The thing you might not have expected to learn: the novelty isn't a sign of hidden competence waiting to be unlocked — it's a symptom of the missing constraint that would also have caught the flaws. The fix isn't a smarter generator; it's reconnecting generation to a real evaluative or executable check.
Sources 10 notes
When 43 expert researchers implemented randomly-assigned ideas over 100+ hours, LLM-generated ideas declined significantly more than human ideas across all metrics. Execution revealed systematic weaknesses invisible at ideation, including impractical evaluation designs and missing technical groundwork.
A statistically significant study of 100+ NLP researchers found LLM-generated ideas rated as more novel than human expert ideas (p<0.05), though slightly lower on feasibility. Expert knowledge constrains novelty, while LLMs explore wider conceptual combinations.
LLMs produce more novel research ideas than experts because they lack disciplinary constraints, but they systematically avoid evaluative stance-taking required to assess feasibility or validity. Generation and evaluation are dissociated capabilities.

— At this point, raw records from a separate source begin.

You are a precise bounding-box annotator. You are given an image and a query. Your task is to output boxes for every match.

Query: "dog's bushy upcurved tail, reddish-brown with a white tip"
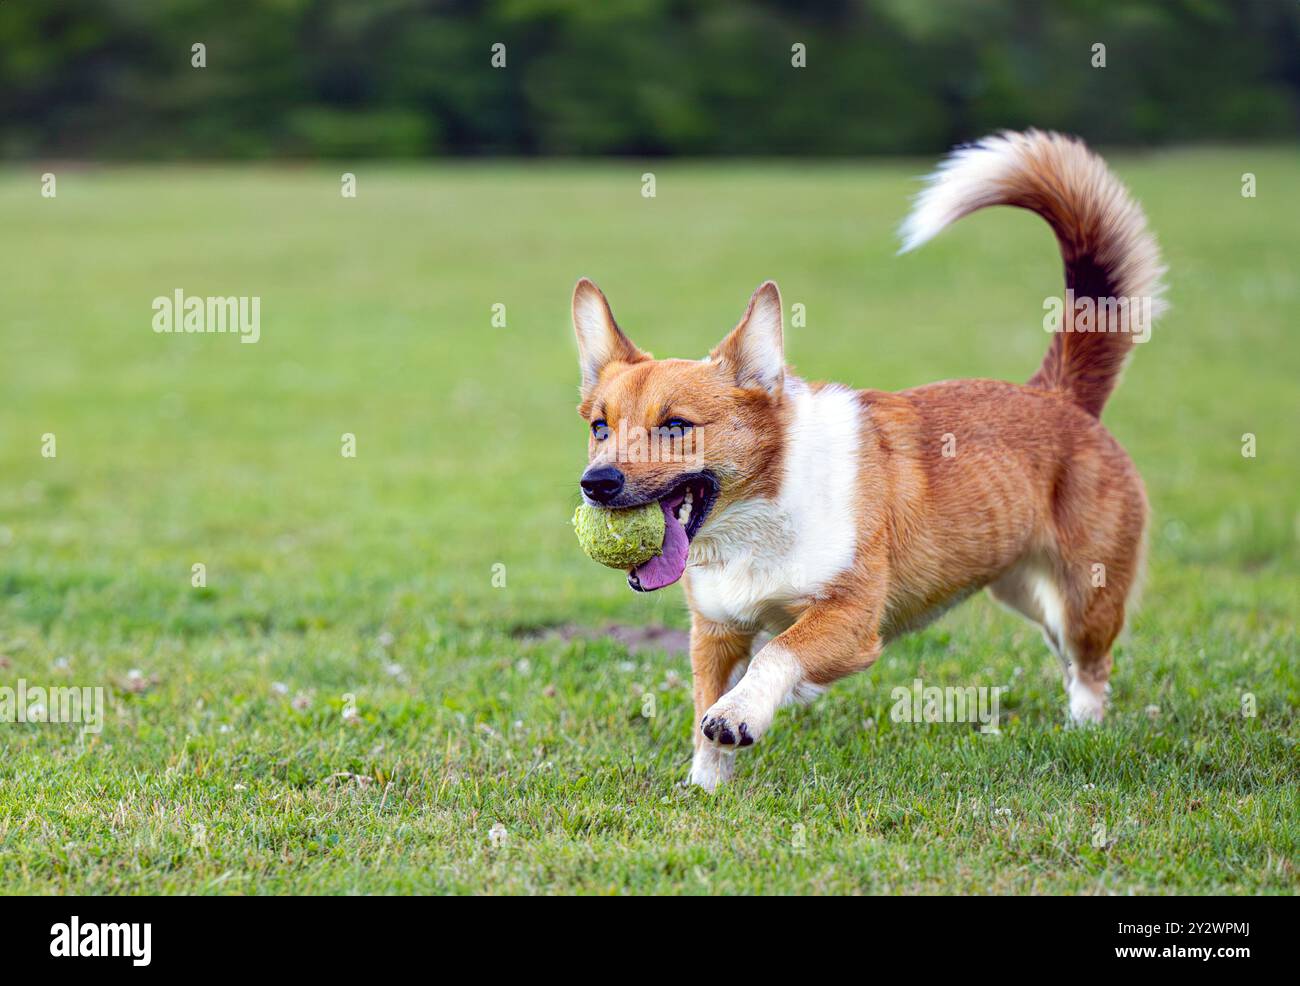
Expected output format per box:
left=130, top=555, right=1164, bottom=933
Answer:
left=900, top=130, right=1165, bottom=418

Expert evaluation shows LLM-generated conceptual designs score higher on feasibility and usefulness but lower on novelty compared to crowdsourced human solutions. Few-shot learning further reduces diversity while improving quality alignment.
Models can explain concepts accurately, fail to apply them, and recognize the failure—a triple pattern incompatible with human cognition. This indicates functionally disconnected explanation and execution pathways rather than simple knowledge gaps.

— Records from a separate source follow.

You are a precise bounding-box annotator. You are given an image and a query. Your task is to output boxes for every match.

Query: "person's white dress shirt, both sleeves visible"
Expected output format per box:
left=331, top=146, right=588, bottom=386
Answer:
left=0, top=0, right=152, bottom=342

Large language models can articulate correct principles but systematically fail to apply them due to dissociated instruction and execution pathways. The 87% accuracy in explanations versus 64% in actions reveals this is not knowledge deficit but structural disconnect.
Only 12% of GPT-4 generated plans are actually executable without errors. LLMs excel at acquiring planning knowledge but fail at the reasoning assembly required to handle subgoal and resource interactions.
LLMs show repeatable, empirically documented failure modes—from Potemkin understanding (correct explanation + failed application) to reasoning collapse under implicit constraints. These failures reveal gaps between statistical pattern-tracking and actual epistemic competence.
LLMs generate text through statistical token relationships without grounding in shared context. Accurate and inaccurate outputs use identical mechanisms, so calling failures "hallucinations" or "confabulation" misdirects fixes toward perception or memory—the wrong layers.
Research identifies combinational, exploratory, and transformational reasoning as distinct creative modes grounded in cognitive science. Existing LLM reasoning methods address only conventional problem-solving, leaving creative paradigms unaddressed and potentially explaining diversity collapse in ideation.